# Phal. Equestris and all its variations



## PHRAG (Aug 25, 2006)

So I have been on a Phal. equestris kick lately. I find the different variations fascinating, but there seems to be a lot of conflicting info on the web. From what I can gather there are several variations, but I can't get a clear idea of exactly what those variations are. 

These are the variations I know exist...

equestris var. aurea (white flower with a yellow lip)
equestris var. alba (white flower with the slightest touch of yellow in the center)

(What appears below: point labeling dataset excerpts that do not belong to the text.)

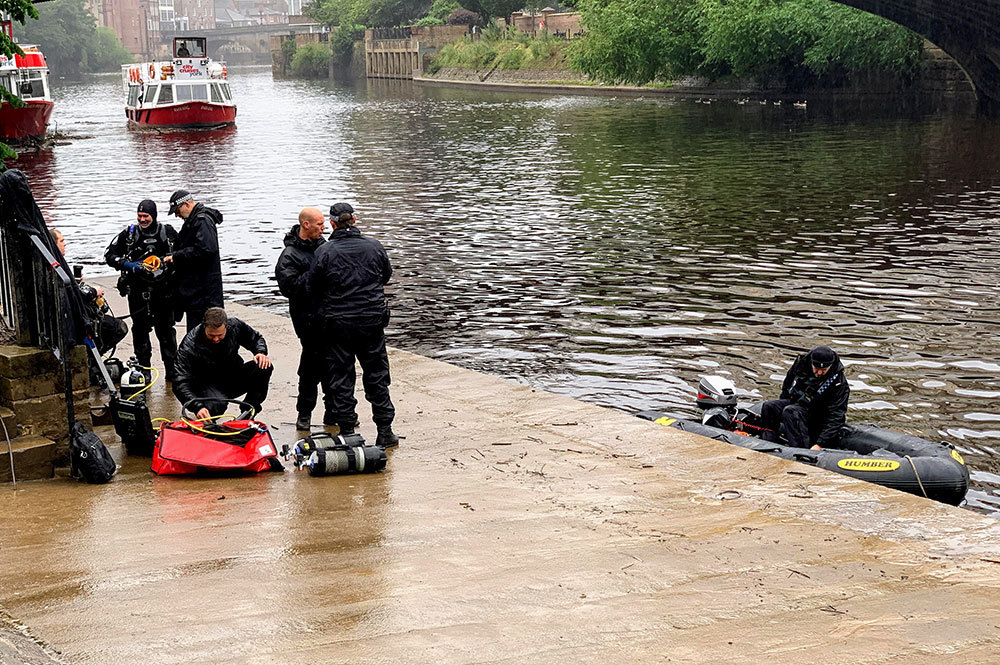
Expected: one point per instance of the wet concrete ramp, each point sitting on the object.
(511, 526)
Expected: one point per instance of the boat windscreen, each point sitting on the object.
(32, 87)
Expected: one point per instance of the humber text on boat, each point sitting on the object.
(866, 452)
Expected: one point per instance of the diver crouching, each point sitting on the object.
(209, 369)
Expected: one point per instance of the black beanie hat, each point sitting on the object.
(822, 356)
(148, 207)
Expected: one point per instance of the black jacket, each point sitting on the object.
(292, 271)
(199, 361)
(347, 280)
(825, 398)
(197, 267)
(135, 244)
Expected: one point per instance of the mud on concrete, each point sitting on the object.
(511, 526)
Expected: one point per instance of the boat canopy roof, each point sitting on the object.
(190, 47)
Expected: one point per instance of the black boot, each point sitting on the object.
(386, 437)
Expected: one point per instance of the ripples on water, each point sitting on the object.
(610, 249)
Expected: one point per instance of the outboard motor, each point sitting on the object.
(716, 391)
(718, 399)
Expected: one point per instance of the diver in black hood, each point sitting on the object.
(291, 271)
(813, 404)
(137, 252)
(195, 260)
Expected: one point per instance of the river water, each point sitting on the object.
(610, 249)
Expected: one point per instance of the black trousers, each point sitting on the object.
(341, 347)
(788, 420)
(148, 314)
(311, 370)
(247, 378)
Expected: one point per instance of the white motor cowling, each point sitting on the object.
(716, 391)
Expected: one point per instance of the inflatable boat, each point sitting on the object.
(866, 452)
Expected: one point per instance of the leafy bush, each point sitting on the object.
(505, 49)
(463, 17)
(312, 61)
(788, 42)
(342, 42)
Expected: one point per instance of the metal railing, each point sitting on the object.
(8, 330)
(34, 284)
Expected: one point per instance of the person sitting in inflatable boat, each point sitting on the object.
(812, 408)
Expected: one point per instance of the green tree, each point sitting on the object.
(490, 9)
(637, 41)
(784, 42)
(312, 61)
(380, 13)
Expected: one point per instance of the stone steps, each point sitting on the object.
(33, 408)
(34, 457)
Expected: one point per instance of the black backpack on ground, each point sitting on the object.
(89, 456)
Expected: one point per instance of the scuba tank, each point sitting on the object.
(133, 378)
(326, 455)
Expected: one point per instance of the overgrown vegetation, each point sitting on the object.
(68, 35)
(503, 49)
(391, 13)
(312, 61)
(788, 43)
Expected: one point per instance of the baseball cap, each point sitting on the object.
(177, 198)
(822, 357)
(338, 209)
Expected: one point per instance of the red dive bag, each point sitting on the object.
(235, 446)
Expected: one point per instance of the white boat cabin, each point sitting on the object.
(190, 76)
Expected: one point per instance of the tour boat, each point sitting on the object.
(27, 77)
(189, 91)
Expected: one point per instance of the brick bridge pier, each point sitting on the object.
(967, 30)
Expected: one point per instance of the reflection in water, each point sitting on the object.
(609, 249)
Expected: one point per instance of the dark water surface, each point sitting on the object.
(610, 249)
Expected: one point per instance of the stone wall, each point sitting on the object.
(33, 408)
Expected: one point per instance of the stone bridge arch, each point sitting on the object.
(967, 30)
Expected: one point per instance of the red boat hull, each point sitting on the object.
(189, 114)
(30, 120)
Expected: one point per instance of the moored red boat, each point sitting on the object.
(189, 91)
(27, 77)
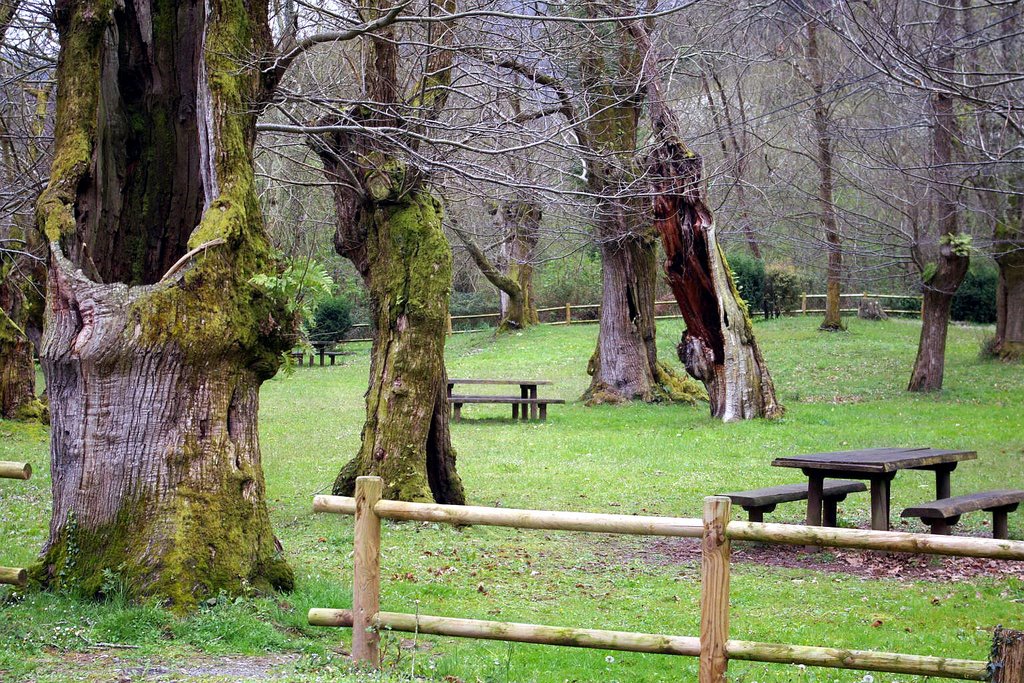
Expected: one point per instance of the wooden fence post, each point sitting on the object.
(715, 590)
(1007, 663)
(367, 571)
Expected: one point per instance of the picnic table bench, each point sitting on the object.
(538, 408)
(759, 501)
(943, 514)
(879, 466)
(322, 352)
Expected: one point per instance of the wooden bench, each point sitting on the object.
(760, 501)
(516, 401)
(943, 514)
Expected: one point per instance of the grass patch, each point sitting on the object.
(841, 390)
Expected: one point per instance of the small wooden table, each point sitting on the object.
(527, 389)
(877, 465)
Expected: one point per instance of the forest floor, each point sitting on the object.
(841, 390)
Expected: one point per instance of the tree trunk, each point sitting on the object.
(952, 258)
(154, 355)
(406, 438)
(522, 224)
(718, 347)
(625, 365)
(1009, 343)
(826, 204)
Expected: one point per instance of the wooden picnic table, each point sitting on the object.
(878, 466)
(527, 390)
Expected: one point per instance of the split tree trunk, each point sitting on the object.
(718, 347)
(408, 271)
(952, 259)
(154, 378)
(624, 366)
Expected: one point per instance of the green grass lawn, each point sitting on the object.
(841, 391)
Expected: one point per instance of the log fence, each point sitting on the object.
(23, 471)
(713, 647)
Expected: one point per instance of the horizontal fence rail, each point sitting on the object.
(23, 471)
(567, 309)
(717, 530)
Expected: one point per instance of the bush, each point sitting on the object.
(749, 273)
(782, 288)
(570, 280)
(975, 300)
(332, 319)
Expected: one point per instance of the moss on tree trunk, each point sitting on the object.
(406, 438)
(154, 387)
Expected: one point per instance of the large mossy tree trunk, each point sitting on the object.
(156, 343)
(826, 204)
(389, 226)
(406, 437)
(943, 276)
(624, 366)
(718, 347)
(520, 228)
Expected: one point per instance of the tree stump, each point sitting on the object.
(1007, 663)
(870, 309)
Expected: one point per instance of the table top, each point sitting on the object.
(876, 460)
(453, 380)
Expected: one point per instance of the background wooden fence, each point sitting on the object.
(583, 313)
(713, 646)
(9, 470)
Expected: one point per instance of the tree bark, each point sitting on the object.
(826, 204)
(406, 437)
(154, 371)
(952, 256)
(389, 226)
(1010, 301)
(719, 347)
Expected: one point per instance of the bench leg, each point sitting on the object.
(829, 514)
(1000, 523)
(815, 483)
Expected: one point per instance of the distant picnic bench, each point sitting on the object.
(527, 398)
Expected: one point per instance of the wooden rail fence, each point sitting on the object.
(714, 647)
(566, 310)
(9, 470)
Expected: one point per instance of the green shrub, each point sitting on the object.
(332, 319)
(749, 273)
(975, 300)
(782, 288)
(571, 280)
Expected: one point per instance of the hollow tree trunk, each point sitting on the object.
(952, 258)
(718, 347)
(624, 366)
(154, 355)
(406, 438)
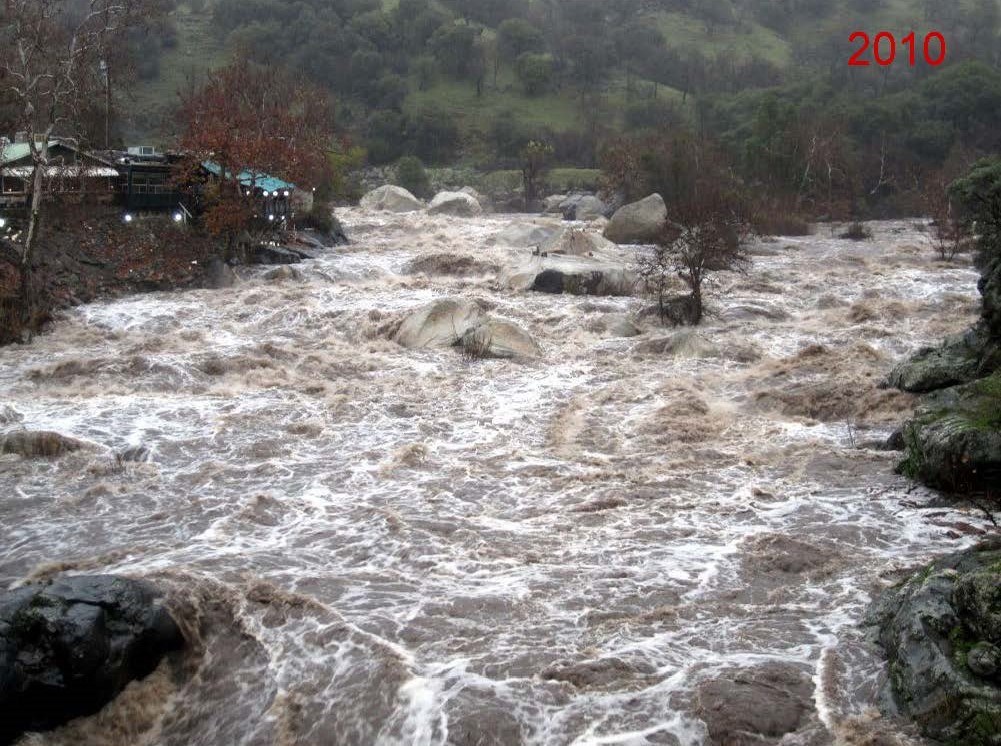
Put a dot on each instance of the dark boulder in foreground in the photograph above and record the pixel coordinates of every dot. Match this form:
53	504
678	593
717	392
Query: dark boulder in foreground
941	630
67	648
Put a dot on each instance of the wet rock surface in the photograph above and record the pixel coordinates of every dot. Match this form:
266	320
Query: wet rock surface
439	324
494	338
758	705
940	629
391	198
38	444
390	546
68	647
457	203
954	441
638	222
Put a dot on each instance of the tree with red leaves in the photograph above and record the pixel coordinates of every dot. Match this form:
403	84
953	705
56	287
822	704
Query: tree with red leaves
258	119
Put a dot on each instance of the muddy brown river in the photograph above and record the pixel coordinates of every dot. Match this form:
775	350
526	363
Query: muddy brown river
663	539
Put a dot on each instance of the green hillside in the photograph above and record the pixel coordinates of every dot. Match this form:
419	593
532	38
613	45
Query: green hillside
472	79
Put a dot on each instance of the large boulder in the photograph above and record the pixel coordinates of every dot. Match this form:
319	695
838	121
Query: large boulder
574	275
954	441
940	632
440	324
494	338
38	444
960	359
454	203
528	235
583	207
219	275
554	203
267	254
757	705
639	222
67	648
578	242
391	198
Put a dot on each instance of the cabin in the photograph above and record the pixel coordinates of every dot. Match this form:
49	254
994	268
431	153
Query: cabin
71	173
147	181
276	199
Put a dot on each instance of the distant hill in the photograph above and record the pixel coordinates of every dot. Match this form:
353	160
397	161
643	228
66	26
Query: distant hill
472	79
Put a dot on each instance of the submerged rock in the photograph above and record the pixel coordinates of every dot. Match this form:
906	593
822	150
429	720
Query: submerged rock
757	705
527	235
448	264
575	275
454	203
960	359
639	222
440	324
583	207
577	242
954	441
66	649
38	444
391	198
494	338
940	629
264	254
219	275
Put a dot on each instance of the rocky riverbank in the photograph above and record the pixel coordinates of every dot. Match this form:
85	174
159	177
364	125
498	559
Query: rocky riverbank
68	647
941	630
953	443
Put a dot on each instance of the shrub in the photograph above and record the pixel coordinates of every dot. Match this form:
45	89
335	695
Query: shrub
410	174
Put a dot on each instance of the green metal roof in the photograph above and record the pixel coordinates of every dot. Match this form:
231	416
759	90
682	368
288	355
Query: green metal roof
253	178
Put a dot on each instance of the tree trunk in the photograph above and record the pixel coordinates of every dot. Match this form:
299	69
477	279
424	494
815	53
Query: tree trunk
27	295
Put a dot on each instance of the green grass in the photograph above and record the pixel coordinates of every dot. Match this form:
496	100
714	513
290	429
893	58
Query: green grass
197	51
751	39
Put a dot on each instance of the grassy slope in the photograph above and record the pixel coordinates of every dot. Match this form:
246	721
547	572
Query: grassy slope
198	49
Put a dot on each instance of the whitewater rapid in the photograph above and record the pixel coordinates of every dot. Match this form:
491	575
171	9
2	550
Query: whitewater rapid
369	545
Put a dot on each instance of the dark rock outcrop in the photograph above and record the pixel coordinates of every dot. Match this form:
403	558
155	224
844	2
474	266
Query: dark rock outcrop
264	254
219	275
67	648
38	444
954	441
960	359
941	630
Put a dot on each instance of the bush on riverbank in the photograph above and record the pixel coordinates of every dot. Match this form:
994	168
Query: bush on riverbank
83	255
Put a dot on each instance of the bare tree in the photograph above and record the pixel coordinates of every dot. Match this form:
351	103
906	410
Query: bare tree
50	71
949	233
709	239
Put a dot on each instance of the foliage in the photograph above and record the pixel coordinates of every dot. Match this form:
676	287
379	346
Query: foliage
535	71
978	194
257	119
410	174
535	162
709	239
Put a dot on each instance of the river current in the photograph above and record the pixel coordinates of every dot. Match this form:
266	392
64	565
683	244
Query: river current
371	545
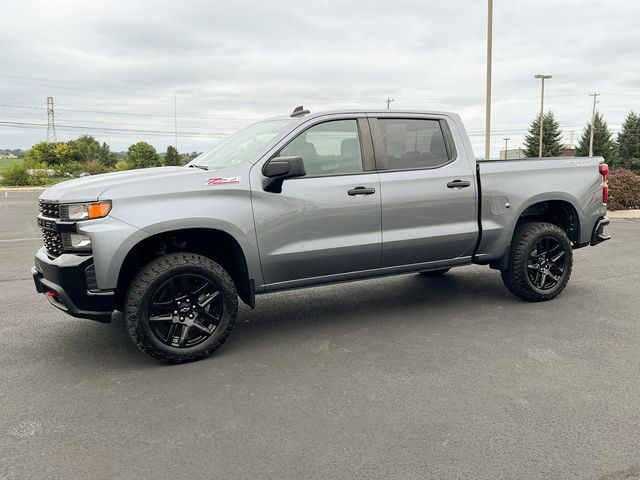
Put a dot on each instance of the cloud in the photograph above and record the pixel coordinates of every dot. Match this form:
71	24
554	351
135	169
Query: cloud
228	62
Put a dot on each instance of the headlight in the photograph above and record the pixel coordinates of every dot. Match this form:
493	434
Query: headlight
85	211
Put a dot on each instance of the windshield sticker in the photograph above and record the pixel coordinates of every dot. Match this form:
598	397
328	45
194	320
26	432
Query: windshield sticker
222	180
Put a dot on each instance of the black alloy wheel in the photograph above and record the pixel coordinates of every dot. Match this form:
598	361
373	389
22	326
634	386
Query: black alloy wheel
181	307
540	261
185	310
546	264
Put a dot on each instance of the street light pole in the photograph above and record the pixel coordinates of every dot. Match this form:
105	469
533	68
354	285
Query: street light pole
593	117
506	146
543	78
487	125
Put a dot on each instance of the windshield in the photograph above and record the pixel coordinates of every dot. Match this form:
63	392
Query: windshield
242	145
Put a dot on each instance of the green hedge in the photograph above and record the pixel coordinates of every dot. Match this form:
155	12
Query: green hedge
624	189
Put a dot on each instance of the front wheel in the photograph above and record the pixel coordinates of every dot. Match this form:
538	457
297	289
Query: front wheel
540	262
181	307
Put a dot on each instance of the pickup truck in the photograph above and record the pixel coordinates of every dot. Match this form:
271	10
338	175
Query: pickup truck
304	200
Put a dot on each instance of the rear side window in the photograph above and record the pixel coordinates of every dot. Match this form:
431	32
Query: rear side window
413	143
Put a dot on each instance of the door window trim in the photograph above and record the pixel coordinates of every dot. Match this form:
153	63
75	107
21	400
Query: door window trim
379	148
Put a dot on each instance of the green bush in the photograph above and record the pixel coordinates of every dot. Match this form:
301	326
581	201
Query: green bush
624	189
94	167
16	176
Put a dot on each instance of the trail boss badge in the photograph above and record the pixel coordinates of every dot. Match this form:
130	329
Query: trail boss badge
222	180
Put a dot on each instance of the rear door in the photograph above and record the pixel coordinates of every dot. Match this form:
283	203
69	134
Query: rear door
329	221
428	191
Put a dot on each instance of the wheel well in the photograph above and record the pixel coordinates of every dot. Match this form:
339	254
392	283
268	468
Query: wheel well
558	212
217	245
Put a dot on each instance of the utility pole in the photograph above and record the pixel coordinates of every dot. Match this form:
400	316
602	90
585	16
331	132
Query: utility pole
175	121
593	117
51	124
487	124
506	146
543	78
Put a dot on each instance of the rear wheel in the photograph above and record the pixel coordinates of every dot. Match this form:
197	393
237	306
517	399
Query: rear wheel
181	307
435	273
540	262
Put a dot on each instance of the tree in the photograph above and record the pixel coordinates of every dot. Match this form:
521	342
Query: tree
603	144
551	140
41	155
143	155
172	158
629	143
65	153
89	149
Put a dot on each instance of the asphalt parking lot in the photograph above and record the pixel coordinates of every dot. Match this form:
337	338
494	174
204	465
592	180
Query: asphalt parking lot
403	377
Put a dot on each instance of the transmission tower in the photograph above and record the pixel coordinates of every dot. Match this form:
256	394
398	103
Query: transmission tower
51	124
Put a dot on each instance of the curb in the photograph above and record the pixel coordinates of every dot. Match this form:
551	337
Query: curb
623	213
22	189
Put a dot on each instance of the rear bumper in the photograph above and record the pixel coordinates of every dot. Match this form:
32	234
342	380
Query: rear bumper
65	282
598	235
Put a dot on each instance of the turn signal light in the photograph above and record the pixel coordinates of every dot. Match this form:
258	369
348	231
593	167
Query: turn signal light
99	209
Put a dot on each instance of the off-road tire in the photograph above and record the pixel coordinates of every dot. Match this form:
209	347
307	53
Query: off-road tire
150	278
516	277
435	273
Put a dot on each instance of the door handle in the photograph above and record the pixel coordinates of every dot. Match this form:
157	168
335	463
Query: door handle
361	191
458	184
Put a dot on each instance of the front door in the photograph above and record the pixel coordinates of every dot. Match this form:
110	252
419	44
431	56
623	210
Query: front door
428	192
327	222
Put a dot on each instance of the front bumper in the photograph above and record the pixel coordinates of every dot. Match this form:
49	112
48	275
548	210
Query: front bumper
71	280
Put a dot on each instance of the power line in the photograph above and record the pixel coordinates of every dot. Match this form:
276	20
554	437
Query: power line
81	128
133	114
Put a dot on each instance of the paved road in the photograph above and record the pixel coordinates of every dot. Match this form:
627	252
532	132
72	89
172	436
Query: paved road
404	377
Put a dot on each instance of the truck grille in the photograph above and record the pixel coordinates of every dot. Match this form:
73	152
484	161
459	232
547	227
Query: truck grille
50	210
53	241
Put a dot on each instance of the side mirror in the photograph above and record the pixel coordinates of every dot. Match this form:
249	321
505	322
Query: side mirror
279	169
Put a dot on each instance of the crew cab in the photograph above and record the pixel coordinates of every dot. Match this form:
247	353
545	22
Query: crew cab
305	200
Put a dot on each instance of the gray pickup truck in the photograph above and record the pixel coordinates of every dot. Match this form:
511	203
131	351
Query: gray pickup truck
304	200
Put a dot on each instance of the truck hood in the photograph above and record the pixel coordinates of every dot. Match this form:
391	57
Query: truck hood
88	189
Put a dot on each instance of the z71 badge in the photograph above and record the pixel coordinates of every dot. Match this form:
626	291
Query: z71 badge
222	180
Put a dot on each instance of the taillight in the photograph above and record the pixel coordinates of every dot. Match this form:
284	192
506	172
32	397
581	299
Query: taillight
604	171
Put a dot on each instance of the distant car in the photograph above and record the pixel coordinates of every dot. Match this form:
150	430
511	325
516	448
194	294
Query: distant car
306	200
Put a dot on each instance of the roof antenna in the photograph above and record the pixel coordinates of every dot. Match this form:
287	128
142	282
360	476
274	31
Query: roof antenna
299	111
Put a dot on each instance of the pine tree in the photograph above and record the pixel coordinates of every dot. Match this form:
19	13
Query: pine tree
603	144
551	140
629	143
171	157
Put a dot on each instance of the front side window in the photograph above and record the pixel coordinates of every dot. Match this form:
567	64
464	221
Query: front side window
243	145
330	148
413	143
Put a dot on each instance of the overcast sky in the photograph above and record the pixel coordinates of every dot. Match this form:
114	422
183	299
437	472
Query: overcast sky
113	68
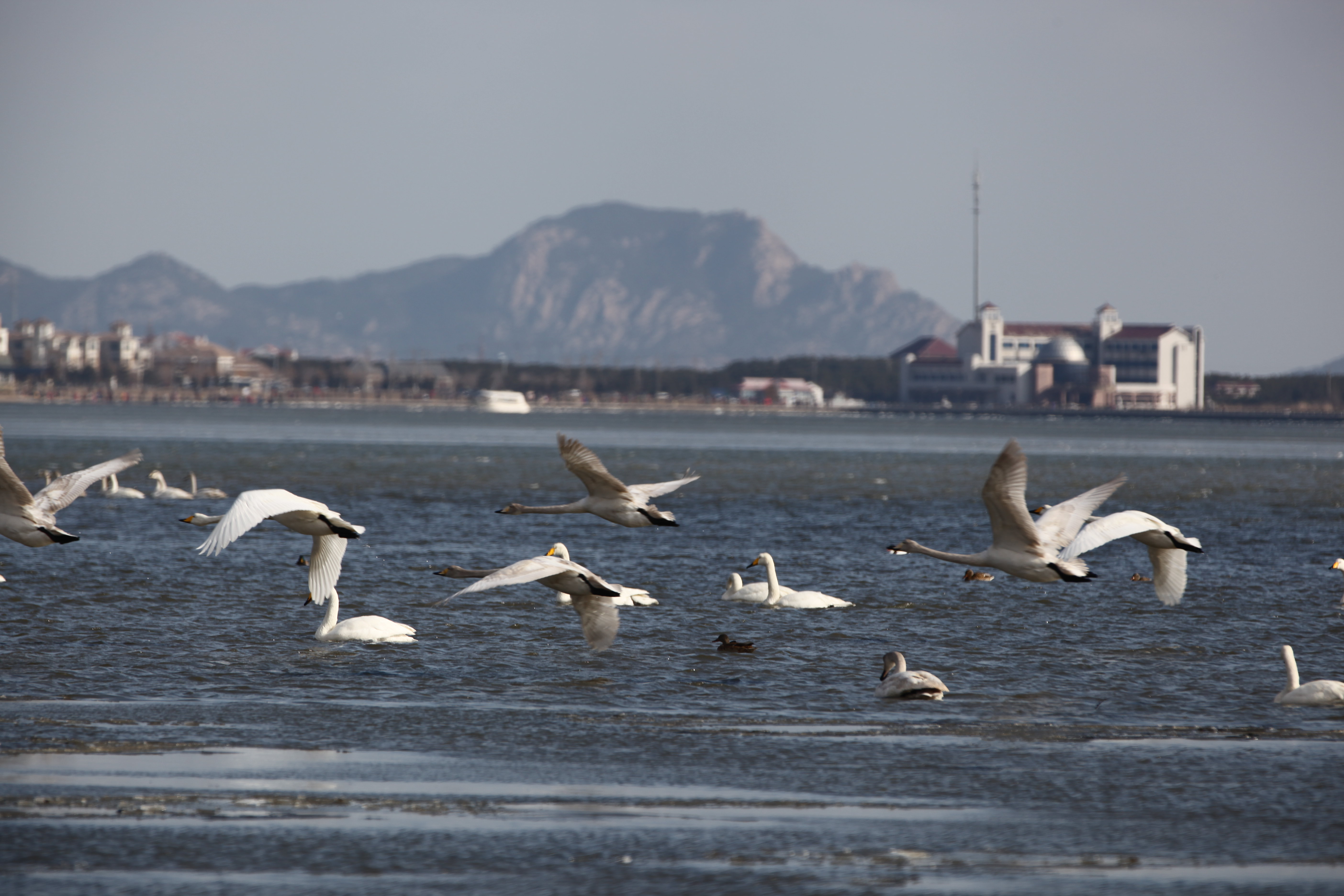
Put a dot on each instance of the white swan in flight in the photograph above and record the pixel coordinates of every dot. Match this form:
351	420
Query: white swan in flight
608	498
908	686
750	593
1021	547
627	598
1314	694
296	514
167	492
30	519
1167	547
591	594
206	492
796	600
113	490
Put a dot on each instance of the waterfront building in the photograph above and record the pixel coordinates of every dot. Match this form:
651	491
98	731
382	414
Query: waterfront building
1105	364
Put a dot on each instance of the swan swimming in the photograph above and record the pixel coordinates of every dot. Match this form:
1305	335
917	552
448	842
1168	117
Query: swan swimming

And these are the variations that I can't figure out clearly what they are...

equestris var. rosea
equestris var. ilocos
equestris var. leucaspis
equestris var. leucotanthe
equestris var. cyanochilus

Some of these may be duplicate names. Can someone shed some light on what the true variations may be, and describe what the difference is? I know, that is asking a lot, but I need to learn this.


----------



## Stoneledge (Aug 25, 2006)

Check out this webpage for some of the answers to your questions.

http://perso.orange.fr/bernard.lagrelle/Equestris/anglais/Phalaenopsis equestris anglais.htm

Ya' know, you should pose your questions to Peter Lin's, "Big Leaf Orchid Forum". Robert Bedard (Phalaenopsis equestris expert) would probably jump at the chance to reply!


----------



## Ron-NY (Aug 25, 2006)

There is also peloric forms of equestris. I purchased one earlier this year.


----------



## PHRAG (Aug 25, 2006)

Thanks for that link. It really illustrates the wonder of the internet when someone in France teaches an American about orchids from the Philippines.  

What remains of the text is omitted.